With Mrs O’Doherty he was afforded the chance to play for all the best singers who competed at the feiseanna in what James always regarded as the golden age of singing . Afric Mc Ginley, Dawson Noble, Bridie Mc Guinness, Willie John Mc Daid, Kathleen Lecky and Eddie Mount were just some of the successful performers then, and they continued their singing until very much older than today’s generation. Theirs was mostly a formal repertoire of Anglo- Irish and operatic pieces.

With Wee Willie, it was a more popular programme. He was the big draw with concert - goers and he organised concerts which would  be held even in barns or anywhere that would accommodate a number of people, and James had memories of youngsters sitting up in the rafters. Willie was a versatile and creative entertainer who also composed songs and played various instruments, but his chief fame was as a comic. His routines had grown men literally falling off their seats in laughter.

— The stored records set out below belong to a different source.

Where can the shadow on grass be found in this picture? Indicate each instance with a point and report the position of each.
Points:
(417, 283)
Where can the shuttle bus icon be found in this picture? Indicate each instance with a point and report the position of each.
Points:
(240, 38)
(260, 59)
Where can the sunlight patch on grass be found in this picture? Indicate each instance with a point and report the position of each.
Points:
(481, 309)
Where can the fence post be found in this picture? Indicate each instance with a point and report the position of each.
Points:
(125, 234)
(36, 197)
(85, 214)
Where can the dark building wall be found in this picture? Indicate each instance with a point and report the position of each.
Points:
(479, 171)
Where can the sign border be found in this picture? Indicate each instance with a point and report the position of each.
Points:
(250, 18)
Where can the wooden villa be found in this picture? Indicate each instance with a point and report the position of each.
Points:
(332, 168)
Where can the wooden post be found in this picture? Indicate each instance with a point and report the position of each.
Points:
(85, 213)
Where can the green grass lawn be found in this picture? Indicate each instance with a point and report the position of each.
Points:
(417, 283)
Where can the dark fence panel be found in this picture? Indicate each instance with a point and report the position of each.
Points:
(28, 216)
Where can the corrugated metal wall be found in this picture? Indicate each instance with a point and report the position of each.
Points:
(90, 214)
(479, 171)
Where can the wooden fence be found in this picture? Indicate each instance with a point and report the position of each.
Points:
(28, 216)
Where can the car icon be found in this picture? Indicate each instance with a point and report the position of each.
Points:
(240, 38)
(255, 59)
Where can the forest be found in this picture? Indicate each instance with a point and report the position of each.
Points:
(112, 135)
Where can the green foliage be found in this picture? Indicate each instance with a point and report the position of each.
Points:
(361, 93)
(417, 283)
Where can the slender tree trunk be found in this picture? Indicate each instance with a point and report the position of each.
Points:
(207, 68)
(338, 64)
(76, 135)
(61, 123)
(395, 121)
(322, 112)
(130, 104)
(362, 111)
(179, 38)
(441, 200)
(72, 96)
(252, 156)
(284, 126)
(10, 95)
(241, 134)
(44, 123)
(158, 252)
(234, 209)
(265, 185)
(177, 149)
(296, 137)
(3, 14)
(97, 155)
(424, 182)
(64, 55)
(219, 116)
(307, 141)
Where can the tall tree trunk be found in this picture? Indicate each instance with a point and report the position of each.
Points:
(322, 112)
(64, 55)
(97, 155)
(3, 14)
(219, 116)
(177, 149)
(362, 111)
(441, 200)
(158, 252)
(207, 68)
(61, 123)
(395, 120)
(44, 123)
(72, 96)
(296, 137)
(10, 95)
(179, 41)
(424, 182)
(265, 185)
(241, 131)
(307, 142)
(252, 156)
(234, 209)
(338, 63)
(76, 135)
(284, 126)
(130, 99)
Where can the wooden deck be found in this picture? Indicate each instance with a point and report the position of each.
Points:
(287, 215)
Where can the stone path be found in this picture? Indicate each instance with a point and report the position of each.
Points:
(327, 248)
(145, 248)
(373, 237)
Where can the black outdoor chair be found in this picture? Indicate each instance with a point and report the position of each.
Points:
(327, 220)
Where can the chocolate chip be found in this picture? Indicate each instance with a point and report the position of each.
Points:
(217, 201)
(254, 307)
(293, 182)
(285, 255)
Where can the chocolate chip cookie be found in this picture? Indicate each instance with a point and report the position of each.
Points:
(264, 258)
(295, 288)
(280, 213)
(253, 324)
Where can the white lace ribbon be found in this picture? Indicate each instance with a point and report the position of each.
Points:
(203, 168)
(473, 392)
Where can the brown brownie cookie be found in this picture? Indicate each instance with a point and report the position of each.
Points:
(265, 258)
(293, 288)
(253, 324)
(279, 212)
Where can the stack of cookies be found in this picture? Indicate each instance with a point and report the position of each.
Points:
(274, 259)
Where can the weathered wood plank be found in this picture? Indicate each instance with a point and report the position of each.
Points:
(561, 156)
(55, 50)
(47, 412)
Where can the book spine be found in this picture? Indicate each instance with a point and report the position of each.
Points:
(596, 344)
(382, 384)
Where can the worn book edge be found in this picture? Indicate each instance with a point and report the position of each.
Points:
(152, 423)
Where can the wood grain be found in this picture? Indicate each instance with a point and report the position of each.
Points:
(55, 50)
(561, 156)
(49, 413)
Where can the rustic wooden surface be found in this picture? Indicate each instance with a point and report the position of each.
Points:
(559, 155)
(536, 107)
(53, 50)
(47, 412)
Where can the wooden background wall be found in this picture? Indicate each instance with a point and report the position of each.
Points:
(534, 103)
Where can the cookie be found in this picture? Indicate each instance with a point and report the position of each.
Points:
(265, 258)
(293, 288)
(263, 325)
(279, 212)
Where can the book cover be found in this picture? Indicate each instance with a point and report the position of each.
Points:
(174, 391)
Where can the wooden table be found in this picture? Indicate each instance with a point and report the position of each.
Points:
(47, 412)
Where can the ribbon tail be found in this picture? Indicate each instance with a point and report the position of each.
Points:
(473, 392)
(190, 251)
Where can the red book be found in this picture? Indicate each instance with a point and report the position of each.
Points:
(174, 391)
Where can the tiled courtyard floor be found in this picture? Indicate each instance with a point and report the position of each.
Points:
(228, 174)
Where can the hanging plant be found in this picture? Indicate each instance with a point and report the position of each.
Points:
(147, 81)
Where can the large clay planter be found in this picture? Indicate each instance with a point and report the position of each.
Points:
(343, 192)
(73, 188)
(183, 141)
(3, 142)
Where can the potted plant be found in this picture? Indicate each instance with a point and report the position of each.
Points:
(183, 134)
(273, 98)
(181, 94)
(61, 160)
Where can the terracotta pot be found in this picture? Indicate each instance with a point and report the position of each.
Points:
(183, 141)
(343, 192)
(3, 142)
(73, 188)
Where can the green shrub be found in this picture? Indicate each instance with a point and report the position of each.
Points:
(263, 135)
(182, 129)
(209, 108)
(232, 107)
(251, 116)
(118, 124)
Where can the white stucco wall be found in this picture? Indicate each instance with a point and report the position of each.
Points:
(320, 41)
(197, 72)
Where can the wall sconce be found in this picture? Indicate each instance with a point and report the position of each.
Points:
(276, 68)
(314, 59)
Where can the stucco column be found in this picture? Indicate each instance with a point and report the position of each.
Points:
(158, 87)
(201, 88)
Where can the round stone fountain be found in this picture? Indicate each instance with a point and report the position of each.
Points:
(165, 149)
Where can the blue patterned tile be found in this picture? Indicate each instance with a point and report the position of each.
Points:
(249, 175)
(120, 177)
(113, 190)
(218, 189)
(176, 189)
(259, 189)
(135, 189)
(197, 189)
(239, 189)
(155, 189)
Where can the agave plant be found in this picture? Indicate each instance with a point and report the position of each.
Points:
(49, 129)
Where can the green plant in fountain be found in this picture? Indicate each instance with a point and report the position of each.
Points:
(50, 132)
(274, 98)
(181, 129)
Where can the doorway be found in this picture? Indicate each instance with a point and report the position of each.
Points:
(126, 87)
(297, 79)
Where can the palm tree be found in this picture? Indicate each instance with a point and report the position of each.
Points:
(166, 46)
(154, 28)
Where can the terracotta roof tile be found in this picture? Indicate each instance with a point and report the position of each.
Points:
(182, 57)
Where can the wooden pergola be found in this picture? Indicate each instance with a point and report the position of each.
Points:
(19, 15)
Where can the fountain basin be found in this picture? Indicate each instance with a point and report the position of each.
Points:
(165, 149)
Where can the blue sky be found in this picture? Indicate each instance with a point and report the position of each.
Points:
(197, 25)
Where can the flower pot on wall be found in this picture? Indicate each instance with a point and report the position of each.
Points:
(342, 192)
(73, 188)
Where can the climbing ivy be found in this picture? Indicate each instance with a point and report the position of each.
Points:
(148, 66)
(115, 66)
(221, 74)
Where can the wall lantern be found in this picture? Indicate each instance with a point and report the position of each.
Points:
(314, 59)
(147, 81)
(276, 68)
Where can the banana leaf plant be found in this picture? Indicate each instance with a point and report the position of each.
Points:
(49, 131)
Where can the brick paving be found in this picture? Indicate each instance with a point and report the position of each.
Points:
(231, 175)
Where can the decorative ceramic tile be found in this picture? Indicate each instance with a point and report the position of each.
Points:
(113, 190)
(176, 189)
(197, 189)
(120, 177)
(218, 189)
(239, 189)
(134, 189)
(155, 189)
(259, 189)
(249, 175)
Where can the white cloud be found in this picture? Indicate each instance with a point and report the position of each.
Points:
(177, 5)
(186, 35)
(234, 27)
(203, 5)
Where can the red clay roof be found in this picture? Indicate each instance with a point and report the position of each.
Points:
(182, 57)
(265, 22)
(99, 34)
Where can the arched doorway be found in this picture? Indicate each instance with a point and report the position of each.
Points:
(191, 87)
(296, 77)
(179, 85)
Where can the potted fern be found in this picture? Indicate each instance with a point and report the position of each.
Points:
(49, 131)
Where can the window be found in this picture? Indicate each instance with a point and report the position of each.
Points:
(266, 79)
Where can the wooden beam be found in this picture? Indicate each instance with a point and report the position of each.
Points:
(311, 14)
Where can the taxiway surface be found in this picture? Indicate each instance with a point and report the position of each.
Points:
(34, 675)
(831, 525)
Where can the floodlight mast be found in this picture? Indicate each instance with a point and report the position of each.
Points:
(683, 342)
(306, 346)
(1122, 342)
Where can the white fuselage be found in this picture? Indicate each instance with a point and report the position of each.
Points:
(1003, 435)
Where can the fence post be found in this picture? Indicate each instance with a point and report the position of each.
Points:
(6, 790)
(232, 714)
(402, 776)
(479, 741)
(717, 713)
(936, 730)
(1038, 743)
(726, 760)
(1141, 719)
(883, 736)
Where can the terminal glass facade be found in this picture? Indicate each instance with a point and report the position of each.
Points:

Now James developed other equally important skills - how to vamp, how to improvise and how to transpose. One of his less celebrated accomplishments was how he managed to wrestle anything resembling music out of many of the old battered pianos that were provided at some of these venues. On one occasion he was handed a piano accordion!

But one of James’s many great gifts was his phenomenal  memory and he quickly familiarised himself with an impressive body of material which he could accompany without the music. To give some idea of how good his memory was, he could recite verbatim the words of a piece called Betsy Lee by T.E Brown that he rehearsed once or twice with Jim Mc Cafferty fifty years previously :

Now the beauty of the thing when childher plays is
The terrible wonderful length the days is.
 Up you jumps and out in the sun,
 And you fancy the days will never be done;
 And you’re  chasin’ the bumbees hummin’ so cross
 In the hot sweet air among the goss,
 Or gath’rin’ blue-bells, or lookin’ for eggs,
 Or peltin’ the ducks with their yalla legs,
 Or a climbin’ and nearly breakin’ your skulls,
 Or a shoutin’ for divilment after the gulls.
 Or a thinkin’ of nothing,’ but down at the tide
 Singin’ out for the happy you feel inside.
 That’s the way with kids, you know,
 And the years do come and the years do go,
 And when you look back it’s all like a puff,
 Happy and over and short enough

James also learnt another important lesson for a professional musician - you  had to be prepared to travel wherever the work took you. So he found himself catching the train or bus to many parts of  Derry, Donegal and Antrim. One notable summer season he accompanied a troupe of pierrots on the prom in Portrush. The star of the show was a lady called Lil Dennis and at the end of each show the cast would circulate among the people in their deckchairs and call, as they collected, “All for Miss Lil.” Shortly after, James was to be seen running for the train, his pockets bulging with the pennies he had been paid in.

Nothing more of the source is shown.